12 octobre 2021 | Massimo Introvigne | BitterWinter

Lundi 4 octobre, à partir de 6 heures du matin, douze maisons privées d’Irkoutsk, en Sibérie, ont été perquisitionnées par OMON (Отряд Мобильный Особого Назначения, “Unité mobile à usage spécial”), une force spécialisée dans la répression des émeutes et la lutte contre les terroristes.

Qui vivait dans les maisons perquisitionnées ? Des terroristes ? Des parrains du crime organisé ? Étonnamment, Moscou a demandé à l’OMON d’intervenir pour appréhender les membres de l’une des organisations religieuses les plus pacifiques au monde, les Témoins de Jéhovah.

L’OMON, qui a été créée à l’époque soviétique en tant que force spéciale antiterroriste (à l’origine, pour prévenir les attaques terroristes lors des Jeux olympiques de Moscou en 1980), a été dénoncée à plusieurs reprises pour des violations des droits de l’homme et même des exécutions extrajudiciaires.
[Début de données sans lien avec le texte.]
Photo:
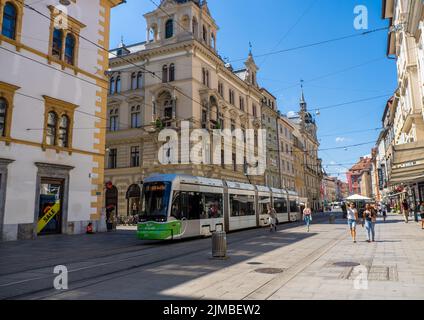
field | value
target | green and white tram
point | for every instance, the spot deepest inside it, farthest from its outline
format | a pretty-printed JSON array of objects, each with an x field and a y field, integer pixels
[{"x": 182, "y": 206}]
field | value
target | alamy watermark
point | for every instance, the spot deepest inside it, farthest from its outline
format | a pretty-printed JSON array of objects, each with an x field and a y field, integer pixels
[
  {"x": 214, "y": 147},
  {"x": 60, "y": 282},
  {"x": 360, "y": 21}
]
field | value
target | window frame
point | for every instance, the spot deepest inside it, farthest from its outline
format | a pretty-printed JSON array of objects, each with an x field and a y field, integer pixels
[
  {"x": 60, "y": 108},
  {"x": 19, "y": 7},
  {"x": 7, "y": 92}
]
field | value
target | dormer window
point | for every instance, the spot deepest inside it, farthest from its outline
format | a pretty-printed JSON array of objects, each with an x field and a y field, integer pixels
[{"x": 169, "y": 29}]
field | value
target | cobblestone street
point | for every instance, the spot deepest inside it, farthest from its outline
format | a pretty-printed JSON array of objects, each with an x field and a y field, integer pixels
[{"x": 289, "y": 264}]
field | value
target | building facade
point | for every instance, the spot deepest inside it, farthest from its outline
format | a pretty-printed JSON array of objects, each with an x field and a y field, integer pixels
[
  {"x": 312, "y": 166},
  {"x": 359, "y": 178},
  {"x": 51, "y": 170},
  {"x": 405, "y": 131},
  {"x": 177, "y": 77}
]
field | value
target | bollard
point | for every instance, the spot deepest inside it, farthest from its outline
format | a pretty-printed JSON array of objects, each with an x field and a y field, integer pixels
[{"x": 219, "y": 244}]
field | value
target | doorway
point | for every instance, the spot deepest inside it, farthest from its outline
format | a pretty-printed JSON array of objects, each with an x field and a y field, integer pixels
[{"x": 50, "y": 215}]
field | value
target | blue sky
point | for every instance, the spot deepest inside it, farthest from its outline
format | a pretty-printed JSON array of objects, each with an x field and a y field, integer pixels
[{"x": 277, "y": 25}]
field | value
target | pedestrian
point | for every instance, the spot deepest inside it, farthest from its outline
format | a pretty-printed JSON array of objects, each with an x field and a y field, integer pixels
[
  {"x": 272, "y": 218},
  {"x": 384, "y": 210},
  {"x": 422, "y": 214},
  {"x": 405, "y": 209},
  {"x": 307, "y": 216},
  {"x": 352, "y": 219},
  {"x": 370, "y": 218}
]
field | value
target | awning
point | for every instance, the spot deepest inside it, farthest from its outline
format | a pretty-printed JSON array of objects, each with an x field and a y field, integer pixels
[{"x": 408, "y": 164}]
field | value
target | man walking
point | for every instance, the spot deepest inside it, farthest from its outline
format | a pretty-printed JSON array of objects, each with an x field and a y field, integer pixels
[
  {"x": 405, "y": 208},
  {"x": 352, "y": 219}
]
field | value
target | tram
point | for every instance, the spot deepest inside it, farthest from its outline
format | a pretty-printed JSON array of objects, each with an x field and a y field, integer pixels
[{"x": 181, "y": 206}]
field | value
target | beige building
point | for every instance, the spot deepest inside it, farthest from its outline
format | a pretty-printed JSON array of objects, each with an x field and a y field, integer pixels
[
  {"x": 312, "y": 166},
  {"x": 51, "y": 170},
  {"x": 175, "y": 76},
  {"x": 406, "y": 44},
  {"x": 287, "y": 156},
  {"x": 270, "y": 122}
]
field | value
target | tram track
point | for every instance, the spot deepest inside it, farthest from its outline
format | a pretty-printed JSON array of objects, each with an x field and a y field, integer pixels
[{"x": 92, "y": 274}]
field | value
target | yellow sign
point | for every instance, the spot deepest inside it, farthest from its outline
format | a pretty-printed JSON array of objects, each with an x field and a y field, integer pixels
[{"x": 51, "y": 212}]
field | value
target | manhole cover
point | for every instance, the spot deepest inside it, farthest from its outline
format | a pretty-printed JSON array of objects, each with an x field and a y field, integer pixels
[
  {"x": 269, "y": 270},
  {"x": 345, "y": 264}
]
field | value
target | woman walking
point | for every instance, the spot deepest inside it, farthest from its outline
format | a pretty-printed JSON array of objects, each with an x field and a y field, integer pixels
[
  {"x": 422, "y": 214},
  {"x": 405, "y": 208},
  {"x": 307, "y": 217},
  {"x": 352, "y": 218},
  {"x": 370, "y": 218},
  {"x": 273, "y": 218}
]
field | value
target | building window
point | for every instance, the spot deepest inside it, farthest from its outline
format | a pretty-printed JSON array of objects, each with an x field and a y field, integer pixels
[
  {"x": 205, "y": 77},
  {"x": 51, "y": 129},
  {"x": 135, "y": 157},
  {"x": 112, "y": 85},
  {"x": 63, "y": 131},
  {"x": 70, "y": 49},
  {"x": 118, "y": 85},
  {"x": 3, "y": 111},
  {"x": 133, "y": 81},
  {"x": 172, "y": 72},
  {"x": 114, "y": 120},
  {"x": 221, "y": 89},
  {"x": 165, "y": 74},
  {"x": 231, "y": 96},
  {"x": 205, "y": 34},
  {"x": 58, "y": 123},
  {"x": 139, "y": 79},
  {"x": 10, "y": 18},
  {"x": 113, "y": 155},
  {"x": 135, "y": 117},
  {"x": 169, "y": 29},
  {"x": 57, "y": 43},
  {"x": 241, "y": 103}
]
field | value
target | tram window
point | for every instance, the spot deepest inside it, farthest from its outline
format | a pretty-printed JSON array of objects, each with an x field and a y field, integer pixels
[
  {"x": 280, "y": 205},
  {"x": 213, "y": 206},
  {"x": 263, "y": 205},
  {"x": 293, "y": 206},
  {"x": 242, "y": 205},
  {"x": 188, "y": 205}
]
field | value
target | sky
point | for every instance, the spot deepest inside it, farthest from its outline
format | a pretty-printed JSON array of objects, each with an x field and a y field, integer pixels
[{"x": 334, "y": 73}]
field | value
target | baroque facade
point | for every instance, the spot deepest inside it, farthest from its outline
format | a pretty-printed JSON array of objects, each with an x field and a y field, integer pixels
[
  {"x": 175, "y": 77},
  {"x": 51, "y": 171}
]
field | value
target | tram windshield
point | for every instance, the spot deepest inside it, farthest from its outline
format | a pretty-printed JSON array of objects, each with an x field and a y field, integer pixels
[{"x": 155, "y": 200}]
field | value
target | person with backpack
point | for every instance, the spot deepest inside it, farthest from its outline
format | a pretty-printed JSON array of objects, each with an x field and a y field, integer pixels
[
  {"x": 370, "y": 219},
  {"x": 307, "y": 217},
  {"x": 352, "y": 220}
]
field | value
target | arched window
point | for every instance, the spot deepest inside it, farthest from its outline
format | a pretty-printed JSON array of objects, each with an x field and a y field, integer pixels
[
  {"x": 133, "y": 81},
  {"x": 112, "y": 85},
  {"x": 139, "y": 79},
  {"x": 10, "y": 17},
  {"x": 118, "y": 84},
  {"x": 3, "y": 111},
  {"x": 57, "y": 43},
  {"x": 172, "y": 72},
  {"x": 205, "y": 34},
  {"x": 165, "y": 74},
  {"x": 70, "y": 49},
  {"x": 64, "y": 132},
  {"x": 51, "y": 129},
  {"x": 169, "y": 29}
]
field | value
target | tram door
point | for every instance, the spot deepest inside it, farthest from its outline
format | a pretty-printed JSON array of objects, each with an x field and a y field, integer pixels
[{"x": 50, "y": 209}]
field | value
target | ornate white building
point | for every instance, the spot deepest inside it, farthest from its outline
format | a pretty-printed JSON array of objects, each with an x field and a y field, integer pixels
[{"x": 53, "y": 93}]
Dans l’une des maisons qu’ils ont perquisitionnées à Irkoutsk, Anatoly Razdobarov, 31 ans, vivait avec sa femme, Greta. Les agents de l’OMON ont forcé Anatoly à s’allonger sur le sol et l’ont menotté, les bras derrière le dos. Ils lui ont demandé d’avouer qu’il avait commis des actes criminels, et de les informer sur d’autres croyants. Lorsqu’Anatoly a refusé, ils ont commencé à le torturer, lui donnant des coups de pied à la tête et aux reins. Puis ils ont saisi ses mains menottées et l’ont arraché du sol, de sorte que son corps s’est mis en hyper extension au niveau des épaules.
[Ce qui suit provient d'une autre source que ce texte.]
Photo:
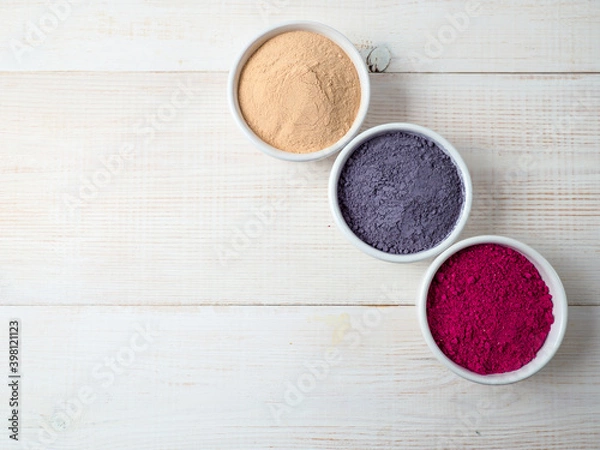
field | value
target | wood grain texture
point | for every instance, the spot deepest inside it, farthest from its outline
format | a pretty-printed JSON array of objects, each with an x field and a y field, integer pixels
[
  {"x": 195, "y": 215},
  {"x": 423, "y": 36},
  {"x": 214, "y": 377}
]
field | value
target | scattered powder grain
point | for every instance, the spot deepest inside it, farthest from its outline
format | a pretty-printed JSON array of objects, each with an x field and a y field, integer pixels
[{"x": 299, "y": 92}]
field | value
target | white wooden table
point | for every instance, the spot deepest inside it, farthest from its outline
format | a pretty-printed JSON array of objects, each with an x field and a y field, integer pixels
[{"x": 177, "y": 289}]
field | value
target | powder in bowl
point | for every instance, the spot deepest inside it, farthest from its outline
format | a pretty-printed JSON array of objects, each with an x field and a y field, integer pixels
[
  {"x": 488, "y": 309},
  {"x": 400, "y": 193},
  {"x": 299, "y": 92}
]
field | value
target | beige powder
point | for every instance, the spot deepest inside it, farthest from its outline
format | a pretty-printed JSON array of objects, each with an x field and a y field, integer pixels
[{"x": 299, "y": 92}]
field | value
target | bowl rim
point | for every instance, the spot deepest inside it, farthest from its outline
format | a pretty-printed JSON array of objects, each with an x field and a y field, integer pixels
[
  {"x": 446, "y": 146},
  {"x": 299, "y": 25},
  {"x": 559, "y": 301}
]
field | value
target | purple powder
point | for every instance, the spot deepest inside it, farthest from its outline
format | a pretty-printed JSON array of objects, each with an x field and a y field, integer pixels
[{"x": 400, "y": 193}]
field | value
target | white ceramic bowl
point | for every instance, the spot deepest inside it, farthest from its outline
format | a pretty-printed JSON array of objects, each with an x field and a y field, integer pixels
[
  {"x": 559, "y": 310},
  {"x": 420, "y": 131},
  {"x": 315, "y": 27}
]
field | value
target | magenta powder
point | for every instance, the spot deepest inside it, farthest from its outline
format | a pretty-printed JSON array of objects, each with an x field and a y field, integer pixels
[{"x": 489, "y": 309}]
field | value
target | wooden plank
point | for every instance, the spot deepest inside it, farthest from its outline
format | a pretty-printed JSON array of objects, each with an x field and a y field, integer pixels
[
  {"x": 218, "y": 377},
  {"x": 192, "y": 214},
  {"x": 424, "y": 36}
]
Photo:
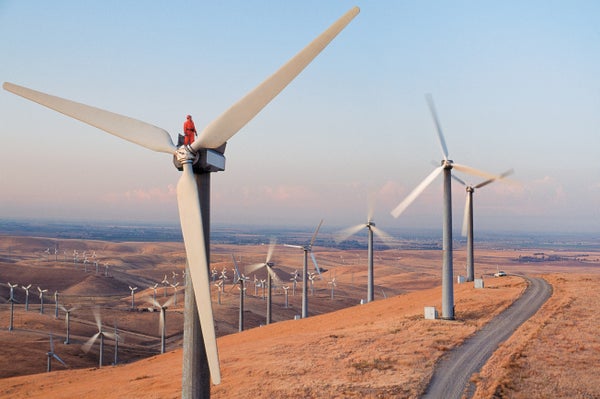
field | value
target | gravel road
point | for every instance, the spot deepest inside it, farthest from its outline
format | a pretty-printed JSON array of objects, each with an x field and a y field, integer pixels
[{"x": 451, "y": 376}]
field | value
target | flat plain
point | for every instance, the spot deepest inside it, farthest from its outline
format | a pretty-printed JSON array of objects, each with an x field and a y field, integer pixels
[{"x": 344, "y": 349}]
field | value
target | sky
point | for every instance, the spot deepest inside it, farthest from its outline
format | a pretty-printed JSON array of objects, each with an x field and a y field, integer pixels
[{"x": 516, "y": 85}]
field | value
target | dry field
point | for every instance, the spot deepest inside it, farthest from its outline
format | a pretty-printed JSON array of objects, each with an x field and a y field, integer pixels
[{"x": 382, "y": 349}]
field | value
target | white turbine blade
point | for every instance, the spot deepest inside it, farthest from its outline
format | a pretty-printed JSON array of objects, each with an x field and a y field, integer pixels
[
  {"x": 54, "y": 355},
  {"x": 458, "y": 179},
  {"x": 231, "y": 121},
  {"x": 429, "y": 98},
  {"x": 502, "y": 176},
  {"x": 193, "y": 238},
  {"x": 273, "y": 275},
  {"x": 312, "y": 256},
  {"x": 271, "y": 249},
  {"x": 88, "y": 345},
  {"x": 416, "y": 192},
  {"x": 387, "y": 239},
  {"x": 475, "y": 172},
  {"x": 133, "y": 130},
  {"x": 466, "y": 216},
  {"x": 254, "y": 267},
  {"x": 314, "y": 237},
  {"x": 343, "y": 235}
]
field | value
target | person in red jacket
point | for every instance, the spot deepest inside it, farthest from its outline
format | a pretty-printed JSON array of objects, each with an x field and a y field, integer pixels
[{"x": 189, "y": 130}]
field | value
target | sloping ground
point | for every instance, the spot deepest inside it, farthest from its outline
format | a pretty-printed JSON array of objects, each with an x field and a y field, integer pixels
[
  {"x": 382, "y": 349},
  {"x": 556, "y": 353}
]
Comme Anatoly continuait à résister, les agents de l’OMON l’ont menacé de le sodomiser et ont essayé de lui enfoncer une bouteille en verre dans les fesses. Il est resté sous l’emprise de l’OMON pendant environ huit heures, après quoi il a été libéré.
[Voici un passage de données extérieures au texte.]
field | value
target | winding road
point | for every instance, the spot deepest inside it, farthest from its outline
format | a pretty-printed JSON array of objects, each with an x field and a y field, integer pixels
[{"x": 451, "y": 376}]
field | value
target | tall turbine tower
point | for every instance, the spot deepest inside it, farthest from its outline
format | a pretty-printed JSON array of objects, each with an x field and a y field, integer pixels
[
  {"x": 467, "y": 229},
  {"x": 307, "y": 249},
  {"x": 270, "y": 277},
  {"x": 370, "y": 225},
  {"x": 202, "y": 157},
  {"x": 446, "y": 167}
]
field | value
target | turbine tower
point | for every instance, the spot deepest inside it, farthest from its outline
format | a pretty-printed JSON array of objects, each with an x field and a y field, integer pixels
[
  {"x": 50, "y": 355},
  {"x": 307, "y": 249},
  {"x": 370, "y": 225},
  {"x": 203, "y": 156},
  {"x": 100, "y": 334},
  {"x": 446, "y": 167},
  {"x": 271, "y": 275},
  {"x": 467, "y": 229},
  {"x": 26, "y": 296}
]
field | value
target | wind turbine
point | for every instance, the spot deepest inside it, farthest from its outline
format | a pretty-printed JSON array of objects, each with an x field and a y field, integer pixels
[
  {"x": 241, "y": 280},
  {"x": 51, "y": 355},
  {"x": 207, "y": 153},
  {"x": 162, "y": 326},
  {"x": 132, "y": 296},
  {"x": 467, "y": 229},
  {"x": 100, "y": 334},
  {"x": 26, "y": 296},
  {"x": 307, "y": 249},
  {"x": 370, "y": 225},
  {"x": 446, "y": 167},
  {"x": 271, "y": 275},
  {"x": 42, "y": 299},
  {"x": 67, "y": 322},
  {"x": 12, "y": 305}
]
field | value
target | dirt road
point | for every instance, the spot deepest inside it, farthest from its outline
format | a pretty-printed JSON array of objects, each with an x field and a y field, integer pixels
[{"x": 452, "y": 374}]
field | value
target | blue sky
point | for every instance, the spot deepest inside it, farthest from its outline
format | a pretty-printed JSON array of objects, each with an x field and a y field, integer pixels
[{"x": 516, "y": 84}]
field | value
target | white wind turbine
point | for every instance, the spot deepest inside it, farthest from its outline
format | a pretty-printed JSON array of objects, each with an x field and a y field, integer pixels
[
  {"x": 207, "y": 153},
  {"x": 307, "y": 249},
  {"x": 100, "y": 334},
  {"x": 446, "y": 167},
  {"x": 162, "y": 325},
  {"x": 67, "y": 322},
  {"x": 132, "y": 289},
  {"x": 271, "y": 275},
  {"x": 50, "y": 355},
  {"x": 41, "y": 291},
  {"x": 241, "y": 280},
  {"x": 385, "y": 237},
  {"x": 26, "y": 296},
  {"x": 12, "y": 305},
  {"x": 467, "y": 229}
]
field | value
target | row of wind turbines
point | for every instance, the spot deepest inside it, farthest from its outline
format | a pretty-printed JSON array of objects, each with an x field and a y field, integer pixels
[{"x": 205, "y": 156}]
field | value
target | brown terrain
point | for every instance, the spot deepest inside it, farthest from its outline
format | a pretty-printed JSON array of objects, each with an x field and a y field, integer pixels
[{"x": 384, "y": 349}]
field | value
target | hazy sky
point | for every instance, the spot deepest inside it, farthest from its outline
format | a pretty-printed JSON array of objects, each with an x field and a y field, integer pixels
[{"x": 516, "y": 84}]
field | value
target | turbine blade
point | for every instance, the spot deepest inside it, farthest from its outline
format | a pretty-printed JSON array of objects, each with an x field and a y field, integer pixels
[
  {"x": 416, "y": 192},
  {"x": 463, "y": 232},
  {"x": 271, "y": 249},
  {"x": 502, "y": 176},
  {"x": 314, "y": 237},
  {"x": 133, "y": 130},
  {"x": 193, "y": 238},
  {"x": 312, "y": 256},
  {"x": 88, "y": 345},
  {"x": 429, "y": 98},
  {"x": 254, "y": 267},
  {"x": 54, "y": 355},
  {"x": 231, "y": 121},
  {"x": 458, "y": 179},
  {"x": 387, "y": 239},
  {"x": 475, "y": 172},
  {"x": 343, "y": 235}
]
Anatoly a obtenu un certificat médical attestant de sa torture, et a déposé une plainte contre les actions des agents des forces de l’ordre auprès du Comité d’enquête et du bureau du procureur, et a informé le Commissaire aux droits de l’homme de la Fédération de Russie.

Sa femme Greta a été traînée par les cheveux dans une autre pièce, menottée, les bras derrière le dos, et battue. Ce n’est qu’après trente minutes qu’elle a été détachée et autorisée à s’habiller.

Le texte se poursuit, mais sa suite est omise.